There was a silence. Maia had put an entire cookie into her mouth as they waited. Lily kept her arms crossed and looked sulky.
“Don’t waste my time, Lily,” Alec said. “What do you want?”
“I want you to sit down and help me, I suppose,” Lily grumbled.
Alec had sat down.
Magnus had not expected the meetings to happen more than a few times, let alone to see a rapport spring up between Alec and Lily. Alec had not been entirely comfortable with vampires, once. But Alec always responded to being relied on, being turned to. Whenever Lily came to him with a problem, at first haughtily and with an air of reluctance and later with demanding confidence, Alec did not rest until he had solved it.

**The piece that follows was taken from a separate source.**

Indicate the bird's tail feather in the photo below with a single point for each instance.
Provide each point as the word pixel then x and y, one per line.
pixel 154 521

One Thursday evening Magnus had heard the doorbell and walked in from the bedroom to find Alec laying out glasses, and realized that the occasional emergency gatherings had become regular meetings. That Maia and Lily and Alec would unroll a map of New York to pinpoint problem areas and have heated debates in which Lily made very nasty werewolf jokes, and each of them would call the other when they had a problem they did not know how to solve. That Downworlders and Shadowhunters alike would come to New York knowing there was a group with Downworlders and Shadowhunters who had power and would cooperate to solve problems. They would come to consult and find out if the group could help them, too.
On the occasions when Alec had served as acting head of the New York Institute, it had been obvious that he didn’t enjoy it very much. Alec had less patience with bureaucracy now than he had before the war. He’d accidentally found his calling, working with Downworlders rather than the Clave. Magnus realized that this was his life now, and he would not have it different.

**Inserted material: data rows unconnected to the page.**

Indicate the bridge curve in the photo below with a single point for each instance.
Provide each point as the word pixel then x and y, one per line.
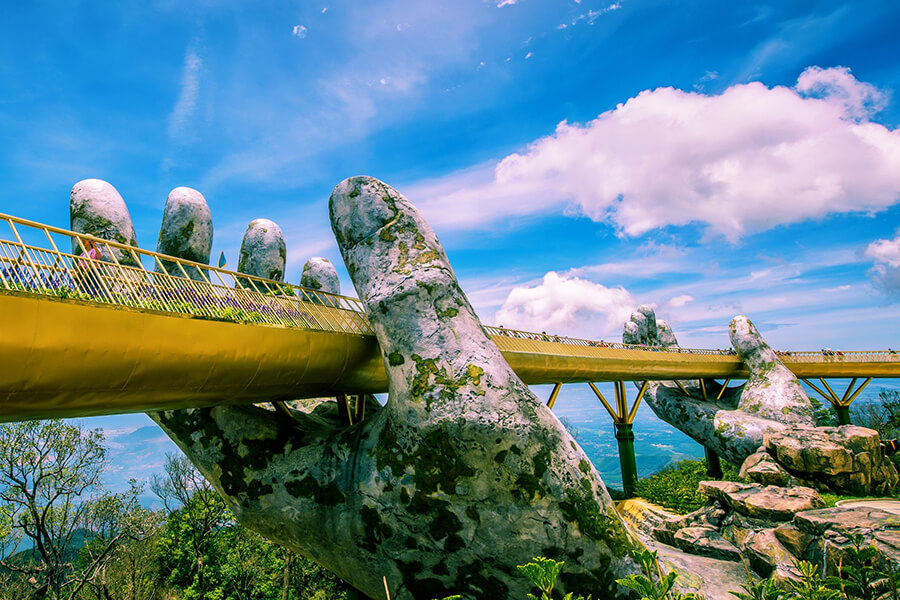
pixel 88 337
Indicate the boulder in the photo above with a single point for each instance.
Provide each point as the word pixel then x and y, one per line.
pixel 845 459
pixel 96 208
pixel 766 553
pixel 461 476
pixel 771 503
pixel 263 252
pixel 319 274
pixel 762 468
pixel 706 541
pixel 186 231
pixel 731 422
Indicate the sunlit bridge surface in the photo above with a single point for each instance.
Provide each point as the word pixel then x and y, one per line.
pixel 136 330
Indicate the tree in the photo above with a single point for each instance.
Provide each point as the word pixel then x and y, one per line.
pixel 51 499
pixel 196 516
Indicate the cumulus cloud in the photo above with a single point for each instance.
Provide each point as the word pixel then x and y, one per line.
pixel 567 305
pixel 886 272
pixel 745 160
pixel 188 94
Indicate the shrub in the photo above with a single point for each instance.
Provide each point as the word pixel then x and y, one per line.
pixel 676 486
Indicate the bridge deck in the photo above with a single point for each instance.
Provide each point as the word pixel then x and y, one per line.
pixel 88 337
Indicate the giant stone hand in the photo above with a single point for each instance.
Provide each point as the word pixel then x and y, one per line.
pixel 733 426
pixel 461 476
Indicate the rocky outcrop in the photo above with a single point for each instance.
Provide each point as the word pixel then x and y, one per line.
pixel 733 426
pixel 845 459
pixel 771 527
pixel 96 208
pixel 461 476
pixel 186 231
pixel 319 274
pixel 263 252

“I like Alec so much,” Lily told Magnus at a party months later, slightly drunk and with glitter in her hair. “Especially when he gets snippy with me. He reminds me of Raphael.”

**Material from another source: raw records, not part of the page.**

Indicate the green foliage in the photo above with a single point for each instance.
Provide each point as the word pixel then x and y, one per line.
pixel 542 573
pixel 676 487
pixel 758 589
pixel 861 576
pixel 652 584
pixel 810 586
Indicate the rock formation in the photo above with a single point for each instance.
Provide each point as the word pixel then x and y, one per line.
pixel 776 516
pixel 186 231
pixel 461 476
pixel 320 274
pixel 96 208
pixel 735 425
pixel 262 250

“How dare you,” Magnus had replied. “You are speaking of the man I love.”
He was bartending. His tuxedo had a glow-in-the-dark waistcoat, which made bartending in the artful gloom of the party somewhat easier. He’d spoken without thinking, casually, and then stopped, glass in his hand winking turquoise in the party lights. He’d been talking about Raphael easily, casually insulting, as if Raphael were still alive.
Lily had been Raphael’s ally and backup for decades. She had been utterly loyal to him.
“Well, I loved Raphael,” said Lily. “And Raphael never loved anyone, I know that much. But he was my leader. If I compare anybody to Raphael, it’s a compliment. I like Alec. And I like Maia.” She regarded Magnus with wide eyes, pupils dilated until they were almost black. “I’ve never been terribly fond of you. Except Raphael always said you were an idiot, but you could be trusted.”
Raphael had loved many people, Magnus knew. He had loved his mortal family. Maybe Lily didn’t know about them: Raphael had been so careful about them. Magnus thought Raphael might have loved Lily, though not in the way she had wanted.
He knew Raphael had trusted her. And Raphael had trusted Magnus. They stood together, these two Raphael had trusted, in one of those quietly terrible moments remembering the dead and knowing you would never see them again.
“Do you want another drink?” Magnus asked. “I can be trusted to make you another drink.”
“Bring on the party O neg, I’m feeling frisky,” Lily told him. She stared off into the distance as Magnus made her drink, her eyes fixed on showers of glitter that fell from the ceiling at intervals, but not seeing them. “I never thought I’d have to lead the clan. I thought Raphael would always be there. If I didn’t have the sessions with Alec and Maia, I wouldn’t know what to do half the time. A werewolf and a Shadowhunter. Do you think Raphael would be ashamed?”
Magnus slid Lily’s drink across the bar to her. “I don’t,” he told her.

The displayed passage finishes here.